Linear Regression is a part of Statistics. Linear regression statistics is basically an approach which helps us in determining the relationship between two variables; one is a Scalar variable say y and another is explanatory variable say x. The explanatory variable can be one or more for modeling the relation with the scalar variable. If there is only a single explanatory variable then this is known as Simple Linear regression. If more than one explanatory variable is present then this is called a Multiple Linear Regression.

In statistics linear regression the data is modeled by using a special function called linear function. The unknown model parameters are derived from the data. These models are known as Linear Models. The linear regression always indicates a model in which a conditional Mean is taken of a scalar variable and this conditional mean is the value of the explanatory variable x that is an affine function of x. The linear regression always gives extra attention to the Conditional Probability distribution of the scalar variable given x, rather than on the joint Probability Distribution of y and x.
Linear Regression is a type of regression analysis, and it is widely used in practical applications. Models which linearly depends on their respective parameters (which are unknown); are easier to fit. But the other models which are non-linearly dependent on their unknown parameters are not easy to fit. Also we can easily get the statistical properties of the estimators for the models which are linearly dependent.

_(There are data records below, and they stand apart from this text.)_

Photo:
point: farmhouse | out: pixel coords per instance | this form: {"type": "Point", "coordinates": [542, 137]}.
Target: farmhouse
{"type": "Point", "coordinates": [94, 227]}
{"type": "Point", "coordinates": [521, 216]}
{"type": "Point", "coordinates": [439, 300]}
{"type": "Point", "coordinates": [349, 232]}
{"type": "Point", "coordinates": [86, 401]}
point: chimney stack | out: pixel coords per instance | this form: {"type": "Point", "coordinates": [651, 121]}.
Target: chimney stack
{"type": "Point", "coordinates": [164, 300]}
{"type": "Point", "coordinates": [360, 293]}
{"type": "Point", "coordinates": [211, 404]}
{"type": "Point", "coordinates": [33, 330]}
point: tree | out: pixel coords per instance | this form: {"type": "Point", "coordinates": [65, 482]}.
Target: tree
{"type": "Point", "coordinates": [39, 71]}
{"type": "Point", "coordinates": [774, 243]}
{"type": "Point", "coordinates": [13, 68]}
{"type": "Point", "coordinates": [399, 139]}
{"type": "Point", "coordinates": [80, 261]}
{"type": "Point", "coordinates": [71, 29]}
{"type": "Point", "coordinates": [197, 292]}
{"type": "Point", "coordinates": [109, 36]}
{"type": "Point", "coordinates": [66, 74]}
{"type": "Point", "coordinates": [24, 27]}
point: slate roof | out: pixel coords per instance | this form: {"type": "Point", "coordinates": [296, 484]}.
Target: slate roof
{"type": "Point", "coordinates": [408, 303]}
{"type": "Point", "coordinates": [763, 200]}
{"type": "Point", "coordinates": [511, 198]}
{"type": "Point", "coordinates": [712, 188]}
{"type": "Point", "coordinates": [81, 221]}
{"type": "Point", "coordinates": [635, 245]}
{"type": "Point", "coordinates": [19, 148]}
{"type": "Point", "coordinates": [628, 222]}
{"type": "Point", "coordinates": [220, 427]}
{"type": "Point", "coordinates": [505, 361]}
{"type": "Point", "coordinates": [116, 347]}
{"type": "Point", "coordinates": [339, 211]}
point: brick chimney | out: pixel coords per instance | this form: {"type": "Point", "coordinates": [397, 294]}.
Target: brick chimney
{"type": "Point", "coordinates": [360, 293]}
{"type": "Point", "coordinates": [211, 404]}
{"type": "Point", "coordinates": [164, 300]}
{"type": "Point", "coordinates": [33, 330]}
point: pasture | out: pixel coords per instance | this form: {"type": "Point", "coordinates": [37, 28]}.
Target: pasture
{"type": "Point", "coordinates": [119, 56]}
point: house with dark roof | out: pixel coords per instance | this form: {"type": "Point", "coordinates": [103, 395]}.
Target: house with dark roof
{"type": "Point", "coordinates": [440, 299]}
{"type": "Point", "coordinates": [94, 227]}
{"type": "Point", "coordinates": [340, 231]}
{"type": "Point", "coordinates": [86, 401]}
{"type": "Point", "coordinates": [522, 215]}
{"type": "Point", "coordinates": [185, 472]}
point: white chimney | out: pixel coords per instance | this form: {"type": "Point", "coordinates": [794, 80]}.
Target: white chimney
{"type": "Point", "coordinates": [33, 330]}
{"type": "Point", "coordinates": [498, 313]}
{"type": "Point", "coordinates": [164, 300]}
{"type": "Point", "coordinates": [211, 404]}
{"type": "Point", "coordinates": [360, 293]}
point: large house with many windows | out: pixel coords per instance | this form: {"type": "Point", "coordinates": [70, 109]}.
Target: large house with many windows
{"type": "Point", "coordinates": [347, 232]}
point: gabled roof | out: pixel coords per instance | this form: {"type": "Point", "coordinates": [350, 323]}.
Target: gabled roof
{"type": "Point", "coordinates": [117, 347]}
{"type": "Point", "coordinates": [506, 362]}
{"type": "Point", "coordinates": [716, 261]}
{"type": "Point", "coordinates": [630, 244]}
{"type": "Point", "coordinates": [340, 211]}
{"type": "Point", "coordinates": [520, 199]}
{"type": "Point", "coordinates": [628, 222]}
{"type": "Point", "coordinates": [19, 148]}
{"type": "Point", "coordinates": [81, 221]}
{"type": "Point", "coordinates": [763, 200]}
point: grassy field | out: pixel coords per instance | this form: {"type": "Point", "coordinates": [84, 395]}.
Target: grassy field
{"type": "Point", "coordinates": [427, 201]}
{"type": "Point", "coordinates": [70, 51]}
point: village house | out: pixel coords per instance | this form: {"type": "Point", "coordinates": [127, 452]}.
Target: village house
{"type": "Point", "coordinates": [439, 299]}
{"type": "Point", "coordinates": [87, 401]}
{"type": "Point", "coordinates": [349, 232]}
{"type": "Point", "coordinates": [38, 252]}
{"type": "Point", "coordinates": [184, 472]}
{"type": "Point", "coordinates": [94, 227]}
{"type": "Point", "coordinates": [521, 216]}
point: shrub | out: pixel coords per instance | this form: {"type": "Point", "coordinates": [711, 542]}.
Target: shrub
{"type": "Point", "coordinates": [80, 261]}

It has many applications and practical uses; mainly there are two broad categories:
1. In prediction and Forecasting
2. To quantify the strength of any relation between the scalar variable and one or more explanatory variables
For linear regression models we may also use the least Square approach to fit them; but we may also use other ways for the same purpose like by least absolute deviation regression and Loss Functions in ridge regression etc. The least square and linear model; these two terms are not identical. The least square term is used for the fitting purpose of the models which are nonlinear.
Consider a given Set of data yi, xi1. . . xip where i is 1 to n units. A linear regression model considers that the relationship between the dependent variable and p vector of regression xi is modeled and designed is a linear. We use an unknown Random Variable that is εi for modeling the relationship. This random variable εi mix some noise to the linear relationship between the repressors and the dependent scalar variable.
This takes a form:
yi = α1 xi1 + α1 xi2 + . . . + αp xip + εi = x’i α + εi
Here i is 1, 2, 3. . . . . . , n. and denotes the transpose of the variable so here x’i α is the inner product of vector xi and α.
Also these n equations can be written in a vector form as:
y = xα + ε
Where y, x, ε and α are the matrices with their n values.